Agile bug infects Indian software industry
Agile Software development methodology is certainly picking up big time in India. More and more software companies are trying out Agile. Most of them are moving to Agile because their customer or counterpart on the other side of the globe thinks that by using Agile they would be able to solve all the distributed/off shore development problems.
Irrespective of what is the motive behind moving to Agile, there are certainly some very good benefits that the software companies are seeing here. The most prominent of all is the “more control“ aspect. Most of the IT professionals would like to get involved early on in the project life cycle rather than just being a sweatshop or a dumping ground. Agile gives exactly that, because of its iterative and short release cycle. The more control aspect of Agile also helps to some extent to pluck out the racial discrimination that exists between the “WHITE“ and the “BROWN/BLACK“.
Improved communication is another great aspect of joy for the Indian industry. Agile forces people to communicate with each other more often than they would like to. Open honest communication is highlighting some of the core people issues which have been neglected for ages.

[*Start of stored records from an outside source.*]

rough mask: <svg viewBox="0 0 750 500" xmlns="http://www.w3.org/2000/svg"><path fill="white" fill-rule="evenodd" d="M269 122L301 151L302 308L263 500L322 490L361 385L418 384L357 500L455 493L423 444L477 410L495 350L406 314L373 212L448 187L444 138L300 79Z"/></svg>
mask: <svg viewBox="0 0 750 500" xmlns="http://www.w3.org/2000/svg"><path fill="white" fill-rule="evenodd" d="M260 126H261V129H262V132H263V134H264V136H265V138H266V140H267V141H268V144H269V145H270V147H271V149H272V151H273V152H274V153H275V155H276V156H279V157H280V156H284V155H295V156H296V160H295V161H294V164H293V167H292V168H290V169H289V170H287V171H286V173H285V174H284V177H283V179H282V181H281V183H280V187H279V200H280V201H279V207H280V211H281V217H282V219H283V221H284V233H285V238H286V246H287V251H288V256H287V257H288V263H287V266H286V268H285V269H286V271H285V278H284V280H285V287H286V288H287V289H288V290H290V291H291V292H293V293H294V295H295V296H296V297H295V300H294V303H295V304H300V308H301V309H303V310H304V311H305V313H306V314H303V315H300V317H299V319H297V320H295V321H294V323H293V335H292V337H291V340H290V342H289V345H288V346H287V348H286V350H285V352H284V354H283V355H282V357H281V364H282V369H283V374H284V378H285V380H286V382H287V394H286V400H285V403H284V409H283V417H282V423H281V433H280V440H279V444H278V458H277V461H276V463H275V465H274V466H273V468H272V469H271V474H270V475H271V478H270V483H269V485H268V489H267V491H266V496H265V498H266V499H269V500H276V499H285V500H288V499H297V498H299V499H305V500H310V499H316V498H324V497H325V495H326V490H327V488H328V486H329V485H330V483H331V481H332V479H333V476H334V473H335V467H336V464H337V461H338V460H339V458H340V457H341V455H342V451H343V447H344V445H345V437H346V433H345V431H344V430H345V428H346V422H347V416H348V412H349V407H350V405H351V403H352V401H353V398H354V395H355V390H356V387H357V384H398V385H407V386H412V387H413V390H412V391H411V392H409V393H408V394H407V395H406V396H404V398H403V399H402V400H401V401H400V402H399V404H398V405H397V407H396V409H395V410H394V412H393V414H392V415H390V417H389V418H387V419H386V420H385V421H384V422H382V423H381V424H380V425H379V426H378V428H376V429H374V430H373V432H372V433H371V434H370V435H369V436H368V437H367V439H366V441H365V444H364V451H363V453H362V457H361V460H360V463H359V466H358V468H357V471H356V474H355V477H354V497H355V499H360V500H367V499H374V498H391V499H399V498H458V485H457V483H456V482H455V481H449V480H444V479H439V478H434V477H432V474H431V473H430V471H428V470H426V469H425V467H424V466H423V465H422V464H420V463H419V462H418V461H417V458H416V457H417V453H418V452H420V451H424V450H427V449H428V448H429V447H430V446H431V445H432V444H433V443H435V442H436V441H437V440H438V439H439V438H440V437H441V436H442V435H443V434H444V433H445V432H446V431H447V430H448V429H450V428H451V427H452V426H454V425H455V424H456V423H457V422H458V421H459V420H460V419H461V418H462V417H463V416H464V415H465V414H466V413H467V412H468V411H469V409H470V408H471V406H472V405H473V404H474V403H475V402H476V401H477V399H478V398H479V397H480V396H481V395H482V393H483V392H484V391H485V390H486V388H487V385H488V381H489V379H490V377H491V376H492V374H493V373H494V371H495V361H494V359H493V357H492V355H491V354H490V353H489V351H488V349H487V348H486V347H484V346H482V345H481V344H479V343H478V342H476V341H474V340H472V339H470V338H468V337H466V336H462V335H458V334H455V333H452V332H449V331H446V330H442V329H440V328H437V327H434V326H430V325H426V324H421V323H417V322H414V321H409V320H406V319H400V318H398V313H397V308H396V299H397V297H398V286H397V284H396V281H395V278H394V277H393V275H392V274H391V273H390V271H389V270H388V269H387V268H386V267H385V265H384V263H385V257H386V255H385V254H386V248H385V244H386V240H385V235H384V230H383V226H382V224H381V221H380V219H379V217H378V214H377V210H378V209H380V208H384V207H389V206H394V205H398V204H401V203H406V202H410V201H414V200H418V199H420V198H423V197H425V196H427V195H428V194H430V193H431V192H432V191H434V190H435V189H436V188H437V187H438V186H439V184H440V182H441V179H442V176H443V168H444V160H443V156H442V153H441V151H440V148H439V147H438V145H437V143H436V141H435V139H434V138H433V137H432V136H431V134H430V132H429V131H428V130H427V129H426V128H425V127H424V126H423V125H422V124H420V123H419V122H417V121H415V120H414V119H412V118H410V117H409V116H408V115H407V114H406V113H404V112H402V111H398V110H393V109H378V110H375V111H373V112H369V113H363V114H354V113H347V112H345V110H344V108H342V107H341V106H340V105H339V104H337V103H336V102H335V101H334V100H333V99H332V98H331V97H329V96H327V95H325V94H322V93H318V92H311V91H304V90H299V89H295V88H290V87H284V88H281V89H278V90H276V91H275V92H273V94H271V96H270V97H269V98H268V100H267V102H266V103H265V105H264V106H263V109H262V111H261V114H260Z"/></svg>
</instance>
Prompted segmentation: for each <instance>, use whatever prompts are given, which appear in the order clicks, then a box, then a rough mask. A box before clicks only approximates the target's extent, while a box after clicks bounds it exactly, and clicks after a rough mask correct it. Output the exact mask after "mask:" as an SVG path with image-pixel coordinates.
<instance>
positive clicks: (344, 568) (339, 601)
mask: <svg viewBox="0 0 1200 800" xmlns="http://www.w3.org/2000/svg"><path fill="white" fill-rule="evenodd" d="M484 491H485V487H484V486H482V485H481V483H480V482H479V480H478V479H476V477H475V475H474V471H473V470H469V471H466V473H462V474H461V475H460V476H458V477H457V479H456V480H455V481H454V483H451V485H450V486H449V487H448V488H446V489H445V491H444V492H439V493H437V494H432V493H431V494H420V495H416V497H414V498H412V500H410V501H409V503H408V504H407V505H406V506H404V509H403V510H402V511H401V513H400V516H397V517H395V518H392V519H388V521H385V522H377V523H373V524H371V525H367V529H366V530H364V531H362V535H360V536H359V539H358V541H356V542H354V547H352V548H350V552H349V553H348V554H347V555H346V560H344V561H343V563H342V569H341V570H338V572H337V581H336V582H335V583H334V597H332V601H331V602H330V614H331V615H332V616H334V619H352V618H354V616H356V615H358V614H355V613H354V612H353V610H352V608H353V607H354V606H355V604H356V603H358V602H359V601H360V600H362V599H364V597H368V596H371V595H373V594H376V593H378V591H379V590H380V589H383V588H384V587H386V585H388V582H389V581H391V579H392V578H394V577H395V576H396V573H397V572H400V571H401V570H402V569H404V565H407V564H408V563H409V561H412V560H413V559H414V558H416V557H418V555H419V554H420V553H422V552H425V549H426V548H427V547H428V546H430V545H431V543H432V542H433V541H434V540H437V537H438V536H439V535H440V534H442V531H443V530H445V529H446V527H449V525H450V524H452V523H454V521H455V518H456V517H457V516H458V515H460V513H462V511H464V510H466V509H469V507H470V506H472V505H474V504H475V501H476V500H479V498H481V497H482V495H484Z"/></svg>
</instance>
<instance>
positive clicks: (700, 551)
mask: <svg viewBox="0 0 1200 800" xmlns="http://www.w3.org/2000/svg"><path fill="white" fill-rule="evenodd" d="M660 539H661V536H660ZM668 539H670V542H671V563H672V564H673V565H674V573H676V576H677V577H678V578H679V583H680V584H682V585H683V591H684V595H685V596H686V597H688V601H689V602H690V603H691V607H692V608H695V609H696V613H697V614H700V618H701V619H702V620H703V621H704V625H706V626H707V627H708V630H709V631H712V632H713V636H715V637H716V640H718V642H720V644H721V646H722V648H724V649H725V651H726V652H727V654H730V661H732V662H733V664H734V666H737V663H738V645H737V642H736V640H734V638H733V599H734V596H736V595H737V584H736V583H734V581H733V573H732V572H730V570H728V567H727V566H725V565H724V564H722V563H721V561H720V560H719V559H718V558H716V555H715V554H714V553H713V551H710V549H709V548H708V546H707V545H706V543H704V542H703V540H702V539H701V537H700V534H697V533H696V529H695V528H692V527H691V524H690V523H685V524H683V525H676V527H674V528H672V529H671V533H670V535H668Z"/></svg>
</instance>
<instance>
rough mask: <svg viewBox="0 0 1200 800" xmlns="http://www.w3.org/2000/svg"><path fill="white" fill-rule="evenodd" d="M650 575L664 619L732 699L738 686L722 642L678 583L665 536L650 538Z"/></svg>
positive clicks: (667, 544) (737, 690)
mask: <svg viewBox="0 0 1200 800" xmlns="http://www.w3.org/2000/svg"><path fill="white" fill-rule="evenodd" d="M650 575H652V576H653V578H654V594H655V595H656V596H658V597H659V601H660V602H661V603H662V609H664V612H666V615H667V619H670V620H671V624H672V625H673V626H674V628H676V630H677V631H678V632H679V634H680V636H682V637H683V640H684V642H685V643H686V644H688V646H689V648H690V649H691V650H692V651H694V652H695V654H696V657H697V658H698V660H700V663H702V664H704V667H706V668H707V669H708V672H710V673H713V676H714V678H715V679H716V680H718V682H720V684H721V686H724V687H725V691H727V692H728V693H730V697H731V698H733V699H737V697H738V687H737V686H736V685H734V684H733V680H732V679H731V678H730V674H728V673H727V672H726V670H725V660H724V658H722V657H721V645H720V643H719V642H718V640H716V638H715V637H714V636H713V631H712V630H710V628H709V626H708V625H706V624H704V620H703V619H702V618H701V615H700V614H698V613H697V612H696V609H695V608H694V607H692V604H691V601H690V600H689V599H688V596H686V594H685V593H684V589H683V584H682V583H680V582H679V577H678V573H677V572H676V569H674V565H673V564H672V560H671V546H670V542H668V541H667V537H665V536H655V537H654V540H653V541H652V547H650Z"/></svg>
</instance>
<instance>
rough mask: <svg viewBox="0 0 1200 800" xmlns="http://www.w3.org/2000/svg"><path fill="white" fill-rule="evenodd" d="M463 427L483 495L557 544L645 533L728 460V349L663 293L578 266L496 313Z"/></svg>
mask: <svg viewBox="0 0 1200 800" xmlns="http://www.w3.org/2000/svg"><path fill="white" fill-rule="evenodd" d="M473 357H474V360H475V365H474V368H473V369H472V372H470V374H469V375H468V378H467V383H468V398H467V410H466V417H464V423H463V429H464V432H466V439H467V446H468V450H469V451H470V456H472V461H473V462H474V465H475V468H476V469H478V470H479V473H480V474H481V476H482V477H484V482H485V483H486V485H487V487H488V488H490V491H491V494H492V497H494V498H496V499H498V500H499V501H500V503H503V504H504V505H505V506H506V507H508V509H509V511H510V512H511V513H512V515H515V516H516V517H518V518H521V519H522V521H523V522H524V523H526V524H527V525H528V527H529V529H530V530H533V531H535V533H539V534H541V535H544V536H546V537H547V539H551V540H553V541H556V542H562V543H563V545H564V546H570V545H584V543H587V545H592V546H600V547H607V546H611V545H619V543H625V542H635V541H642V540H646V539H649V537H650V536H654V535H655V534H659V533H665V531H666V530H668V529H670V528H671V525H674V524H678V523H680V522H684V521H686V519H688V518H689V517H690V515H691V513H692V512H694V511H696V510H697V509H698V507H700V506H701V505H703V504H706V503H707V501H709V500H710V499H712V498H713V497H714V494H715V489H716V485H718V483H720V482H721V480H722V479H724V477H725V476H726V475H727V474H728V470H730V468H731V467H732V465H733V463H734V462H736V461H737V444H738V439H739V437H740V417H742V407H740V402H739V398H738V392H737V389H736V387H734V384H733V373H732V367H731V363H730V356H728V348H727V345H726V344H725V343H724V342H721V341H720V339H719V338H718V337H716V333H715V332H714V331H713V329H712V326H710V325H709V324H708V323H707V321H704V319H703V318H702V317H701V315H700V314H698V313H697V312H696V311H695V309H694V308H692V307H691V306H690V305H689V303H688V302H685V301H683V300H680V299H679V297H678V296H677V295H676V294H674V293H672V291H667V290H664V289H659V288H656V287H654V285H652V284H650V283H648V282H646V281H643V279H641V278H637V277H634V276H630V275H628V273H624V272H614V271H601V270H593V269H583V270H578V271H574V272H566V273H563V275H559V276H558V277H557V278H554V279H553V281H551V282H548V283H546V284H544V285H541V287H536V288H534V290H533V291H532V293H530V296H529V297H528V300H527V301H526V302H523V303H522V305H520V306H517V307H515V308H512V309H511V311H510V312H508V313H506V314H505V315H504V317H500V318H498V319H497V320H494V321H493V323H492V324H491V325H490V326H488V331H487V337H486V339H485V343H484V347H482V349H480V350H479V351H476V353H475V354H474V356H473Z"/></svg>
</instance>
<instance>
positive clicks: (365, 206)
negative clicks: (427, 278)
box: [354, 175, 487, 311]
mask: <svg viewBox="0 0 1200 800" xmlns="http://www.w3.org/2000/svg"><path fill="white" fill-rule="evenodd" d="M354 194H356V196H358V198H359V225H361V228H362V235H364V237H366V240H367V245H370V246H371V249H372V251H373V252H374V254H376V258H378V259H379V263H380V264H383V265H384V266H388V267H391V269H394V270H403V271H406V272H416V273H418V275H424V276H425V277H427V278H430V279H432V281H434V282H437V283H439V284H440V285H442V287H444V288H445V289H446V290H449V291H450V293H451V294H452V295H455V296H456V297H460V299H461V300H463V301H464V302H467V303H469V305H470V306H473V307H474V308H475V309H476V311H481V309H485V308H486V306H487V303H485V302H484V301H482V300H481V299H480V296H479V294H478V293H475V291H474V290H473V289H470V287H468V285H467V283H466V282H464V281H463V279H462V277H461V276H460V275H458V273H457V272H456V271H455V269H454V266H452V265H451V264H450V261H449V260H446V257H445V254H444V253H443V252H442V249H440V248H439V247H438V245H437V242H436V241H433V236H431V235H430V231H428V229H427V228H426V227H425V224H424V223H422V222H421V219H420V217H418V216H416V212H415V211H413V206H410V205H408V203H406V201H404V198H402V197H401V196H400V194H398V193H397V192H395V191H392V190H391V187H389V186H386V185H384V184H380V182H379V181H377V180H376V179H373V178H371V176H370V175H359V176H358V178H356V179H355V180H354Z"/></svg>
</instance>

Time and material project budgeting seems to also be in favor of the Indians. Fixed bid projects have a huge risk for both the parties involved. With Agile, T&M looks possible.
Also with developers/QAs estimating for their tasks, they feel a lot more important than being told by some manager what to do and in how much time to do.
Offshore development centers always have the “cheap labor” tag associated with them. They are mostly looked upon as sweatshops. But with XP‘s sustainable pace practice, that perception is slowly going away. Though the sweatshop perception is going away, the cost effectiveness is becoming more and more visible.
Last but not the least, Indians known for their high regards for quality, really enjoy Agile. At the end of the day, it‘s doing the real thing that gives the kick in life, rather than building illusions of quality through CMM or ISO or other standards.